Early on, unwilling or unable to claim the Secote imperial title and the ability to confederate clans it conferred, the Lutoborovids sought to directly expand the dominion of their own dynasty, and place the use of most of their empire directly under a single family. However, this caused the rapid secession of newly installed princes who sought privileges and dignities as part of their kinship, and weakened Lutoborovid control of their immediate clients in favour of vassals without kin relations. As a further evolution of this structure, the Aborovids later resolved these issues through a more liberal policy of intermarriage and adoption and decentralising measures such as the Sanguine Oaths.

Society

The Tableland's Agnujogh population began a fast process of Secotisation under the Lutoborovids, forming the Lutoborian people. A top-down process starting with the Namaru champion elite who defined the culture of their aganes, they began adopting the Secotic Lutoborian language, Secote names, and various Secote customs. Politically, this occurred as the champion adventurer-nobility, including Joghs, Undughu, and Secotes, merged into agane culture, turned them into kin associations along Secote lines, and claimed authority through newly established recognitions of lineage precedence. Through this, they established themselves as representatives to the Secotes in tributary affairs and consolidated their authority within the townships. The actual character of this new Lutoborian gentry varied, some staying or becoming vagabonds or nomads, pursuing Lutoborovid affiliation and eventually status as knyazy, while others became landowners that would later give rise to the knyazchiks.

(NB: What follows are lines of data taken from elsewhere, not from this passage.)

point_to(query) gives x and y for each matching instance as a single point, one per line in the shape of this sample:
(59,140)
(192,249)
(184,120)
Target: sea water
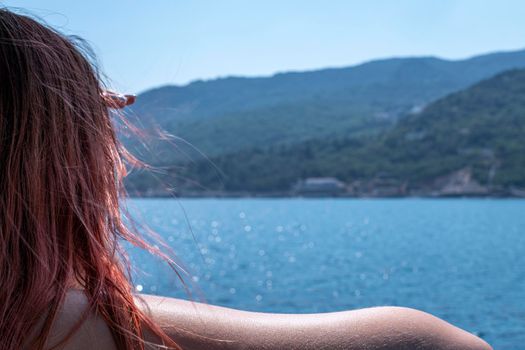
(460,259)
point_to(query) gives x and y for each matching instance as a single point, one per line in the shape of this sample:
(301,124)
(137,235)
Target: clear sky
(144,44)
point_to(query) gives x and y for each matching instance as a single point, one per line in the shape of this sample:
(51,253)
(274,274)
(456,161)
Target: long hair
(61,173)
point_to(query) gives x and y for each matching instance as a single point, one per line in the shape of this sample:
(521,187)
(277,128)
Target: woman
(63,280)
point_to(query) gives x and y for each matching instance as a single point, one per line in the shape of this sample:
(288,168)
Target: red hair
(61,172)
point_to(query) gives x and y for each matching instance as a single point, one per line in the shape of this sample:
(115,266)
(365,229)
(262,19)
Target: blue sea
(460,259)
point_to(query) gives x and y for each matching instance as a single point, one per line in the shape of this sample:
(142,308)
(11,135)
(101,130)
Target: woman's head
(61,176)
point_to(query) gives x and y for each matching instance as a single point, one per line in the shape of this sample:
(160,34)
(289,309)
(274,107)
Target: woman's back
(200,326)
(62,224)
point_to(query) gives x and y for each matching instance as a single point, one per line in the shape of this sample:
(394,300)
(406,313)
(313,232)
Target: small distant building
(319,186)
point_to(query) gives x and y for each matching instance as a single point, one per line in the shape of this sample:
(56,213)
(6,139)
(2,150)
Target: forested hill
(472,141)
(231,114)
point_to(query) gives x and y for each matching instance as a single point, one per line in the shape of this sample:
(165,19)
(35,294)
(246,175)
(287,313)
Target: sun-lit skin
(61,228)
(201,326)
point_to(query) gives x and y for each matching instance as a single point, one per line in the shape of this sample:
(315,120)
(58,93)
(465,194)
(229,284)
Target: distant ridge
(229,114)
(468,143)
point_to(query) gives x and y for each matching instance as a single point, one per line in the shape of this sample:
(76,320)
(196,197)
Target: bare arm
(199,326)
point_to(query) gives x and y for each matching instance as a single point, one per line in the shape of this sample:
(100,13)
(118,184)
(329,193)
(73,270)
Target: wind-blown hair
(61,173)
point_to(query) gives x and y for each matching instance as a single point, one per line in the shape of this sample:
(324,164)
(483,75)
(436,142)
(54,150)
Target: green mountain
(470,141)
(231,114)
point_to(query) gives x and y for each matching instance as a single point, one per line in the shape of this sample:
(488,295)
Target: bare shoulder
(196,326)
(92,334)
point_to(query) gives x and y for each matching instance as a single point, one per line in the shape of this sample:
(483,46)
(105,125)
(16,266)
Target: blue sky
(142,44)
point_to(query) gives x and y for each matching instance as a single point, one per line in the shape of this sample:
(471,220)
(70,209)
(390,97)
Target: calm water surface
(462,260)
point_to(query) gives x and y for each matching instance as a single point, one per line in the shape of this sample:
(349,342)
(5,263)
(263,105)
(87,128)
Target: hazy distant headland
(394,127)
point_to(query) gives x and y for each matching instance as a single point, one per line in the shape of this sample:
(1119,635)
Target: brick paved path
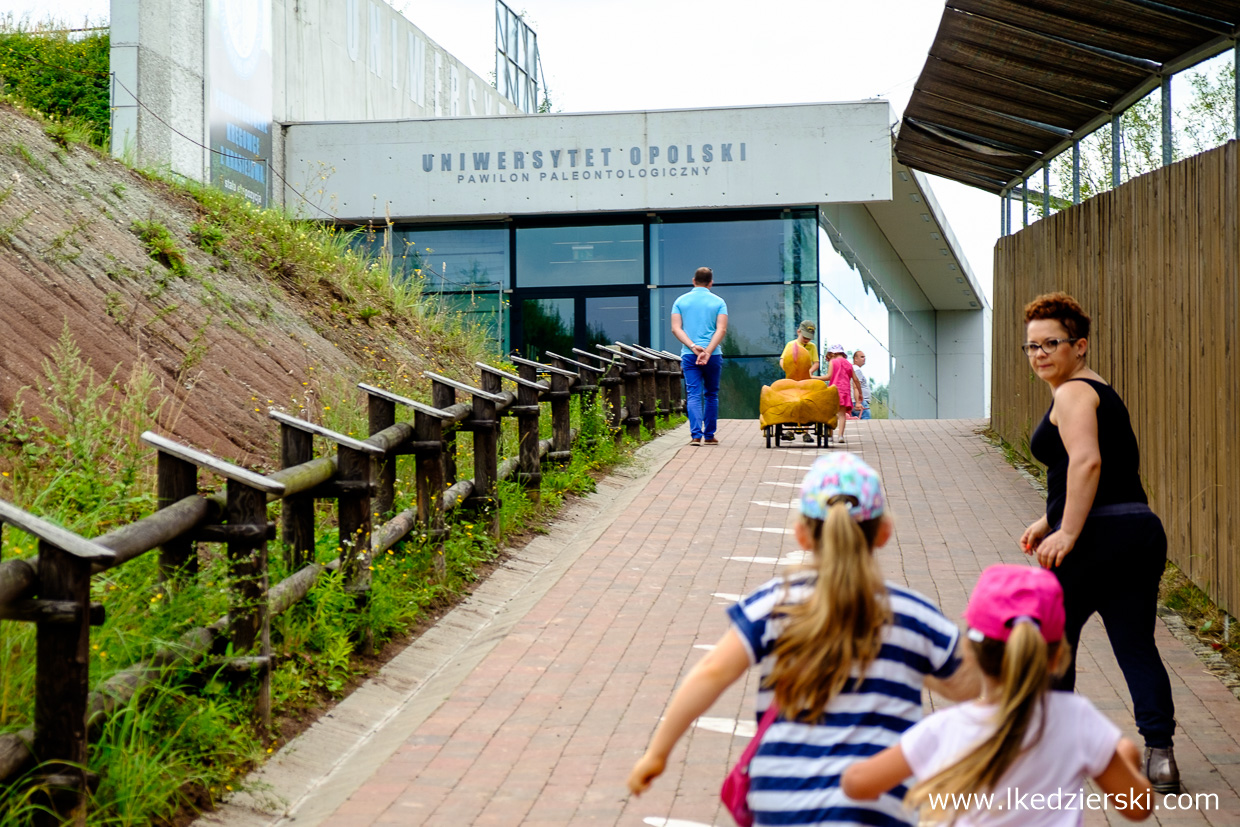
(544,727)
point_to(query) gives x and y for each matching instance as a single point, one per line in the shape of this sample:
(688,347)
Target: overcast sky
(616,55)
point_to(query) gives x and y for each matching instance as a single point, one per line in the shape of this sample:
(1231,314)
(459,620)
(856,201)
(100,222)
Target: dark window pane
(742,384)
(610,319)
(579,256)
(771,249)
(547,325)
(761,318)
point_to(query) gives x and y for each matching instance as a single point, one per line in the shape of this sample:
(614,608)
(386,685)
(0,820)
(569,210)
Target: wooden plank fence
(1156,264)
(52,589)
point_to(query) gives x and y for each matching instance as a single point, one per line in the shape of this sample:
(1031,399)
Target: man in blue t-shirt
(699,320)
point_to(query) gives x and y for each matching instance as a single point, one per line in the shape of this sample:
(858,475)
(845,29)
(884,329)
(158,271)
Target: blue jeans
(702,393)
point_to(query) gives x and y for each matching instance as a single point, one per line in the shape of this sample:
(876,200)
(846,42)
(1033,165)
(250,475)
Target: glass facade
(553,257)
(577,285)
(869,301)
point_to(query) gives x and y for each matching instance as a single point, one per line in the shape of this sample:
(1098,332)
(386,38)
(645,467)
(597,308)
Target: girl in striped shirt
(841,652)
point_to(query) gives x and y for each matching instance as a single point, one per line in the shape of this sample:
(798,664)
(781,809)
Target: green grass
(160,246)
(191,738)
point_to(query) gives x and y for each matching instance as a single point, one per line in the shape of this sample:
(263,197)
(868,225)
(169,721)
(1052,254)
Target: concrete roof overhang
(918,231)
(1011,83)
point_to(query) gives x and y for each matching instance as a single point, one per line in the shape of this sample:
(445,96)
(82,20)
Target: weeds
(68,132)
(26,155)
(161,247)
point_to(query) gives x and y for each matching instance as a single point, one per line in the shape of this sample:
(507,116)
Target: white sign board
(752,156)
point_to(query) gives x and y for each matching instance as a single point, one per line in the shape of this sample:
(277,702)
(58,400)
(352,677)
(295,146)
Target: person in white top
(1021,753)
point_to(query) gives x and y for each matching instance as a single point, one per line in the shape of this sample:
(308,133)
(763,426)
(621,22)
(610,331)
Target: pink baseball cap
(1006,595)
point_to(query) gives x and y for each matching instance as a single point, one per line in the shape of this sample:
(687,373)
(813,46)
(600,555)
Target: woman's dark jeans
(1114,569)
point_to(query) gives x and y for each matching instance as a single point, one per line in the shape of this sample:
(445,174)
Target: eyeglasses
(1047,347)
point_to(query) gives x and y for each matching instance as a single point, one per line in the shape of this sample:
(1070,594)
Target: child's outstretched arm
(1121,778)
(702,687)
(868,779)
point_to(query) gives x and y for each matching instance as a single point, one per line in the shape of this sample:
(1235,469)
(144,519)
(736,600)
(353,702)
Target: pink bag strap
(763,725)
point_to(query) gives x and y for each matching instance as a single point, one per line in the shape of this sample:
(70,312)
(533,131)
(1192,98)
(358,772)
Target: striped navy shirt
(795,775)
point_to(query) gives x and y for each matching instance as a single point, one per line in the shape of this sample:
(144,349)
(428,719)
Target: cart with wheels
(790,408)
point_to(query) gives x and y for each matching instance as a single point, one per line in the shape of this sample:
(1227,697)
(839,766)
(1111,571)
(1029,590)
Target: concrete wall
(361,60)
(964,363)
(332,60)
(158,50)
(912,337)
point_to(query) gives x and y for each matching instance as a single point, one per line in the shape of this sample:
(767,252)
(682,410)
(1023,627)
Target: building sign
(749,156)
(516,58)
(239,96)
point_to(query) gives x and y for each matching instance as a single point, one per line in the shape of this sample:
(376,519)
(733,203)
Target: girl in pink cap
(842,660)
(1021,753)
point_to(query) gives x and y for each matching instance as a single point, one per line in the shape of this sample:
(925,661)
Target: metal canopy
(1009,83)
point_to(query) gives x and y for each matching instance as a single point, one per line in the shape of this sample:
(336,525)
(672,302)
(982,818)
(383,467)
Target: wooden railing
(53,589)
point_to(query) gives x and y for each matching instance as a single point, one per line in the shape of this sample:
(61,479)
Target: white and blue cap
(845,475)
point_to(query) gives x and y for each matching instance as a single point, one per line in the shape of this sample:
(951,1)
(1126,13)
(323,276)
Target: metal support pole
(175,480)
(1168,155)
(1115,151)
(296,512)
(1076,171)
(1045,190)
(381,414)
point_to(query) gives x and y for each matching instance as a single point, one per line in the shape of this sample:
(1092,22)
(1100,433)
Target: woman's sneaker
(1161,770)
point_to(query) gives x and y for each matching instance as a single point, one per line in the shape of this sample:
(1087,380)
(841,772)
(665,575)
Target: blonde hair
(1022,666)
(841,624)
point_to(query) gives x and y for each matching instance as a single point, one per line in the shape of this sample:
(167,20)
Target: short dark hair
(1062,308)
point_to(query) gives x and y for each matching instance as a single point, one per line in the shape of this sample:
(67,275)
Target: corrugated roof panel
(1111,29)
(1003,130)
(997,65)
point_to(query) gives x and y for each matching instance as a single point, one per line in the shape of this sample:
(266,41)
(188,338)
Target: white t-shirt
(863,382)
(1045,786)
(795,775)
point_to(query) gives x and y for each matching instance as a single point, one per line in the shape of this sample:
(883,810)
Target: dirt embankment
(225,341)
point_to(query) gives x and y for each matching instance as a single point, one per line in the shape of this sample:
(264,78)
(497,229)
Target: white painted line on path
(727,725)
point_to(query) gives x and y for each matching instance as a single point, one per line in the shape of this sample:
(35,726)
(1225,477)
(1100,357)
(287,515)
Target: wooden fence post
(443,396)
(527,434)
(428,433)
(296,512)
(249,625)
(381,415)
(175,480)
(244,535)
(486,453)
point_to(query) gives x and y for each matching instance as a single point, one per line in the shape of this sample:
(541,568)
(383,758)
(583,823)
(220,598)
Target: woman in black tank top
(1099,536)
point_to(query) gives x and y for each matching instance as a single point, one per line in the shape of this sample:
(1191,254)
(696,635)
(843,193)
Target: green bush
(42,67)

The lands associated through the Confederacy were religiously diverse in the aftermath of Secote conquest. Siriash and Cairony had been introduced from Messenia; Cairony had managed to make more headway in northern Joriscia than in former Chotar, where it had been hindered by Sirian Plumage Factions, while many of the Messenian troops and northern steppe bands that conquered the Lutoborsk had greater ties with Cairan lands if not being Cairan. A more zealous form of Siriash was also introduced in the 13th century with the Leavening of the Land. The polytheism of Undughu religion most recently introduced in the Anabasis to Tonjir, and Joghic practices of worshipping rulers and their dynasties as fictive relations, also persisted, and syncretised with considerable liberty; the Lutoborovids both propitiated Undughu spirits and observed Cairo-Sirian rites, as with the first Secote commanders that conquered the area. New philosophies such as Urgentism were also emerging from the mixture. While religious conflicts were not unheard of, as with the Finger-Cutting War, for the most part different religions accepted co-existence as separate professions or factions in Lutoborian society.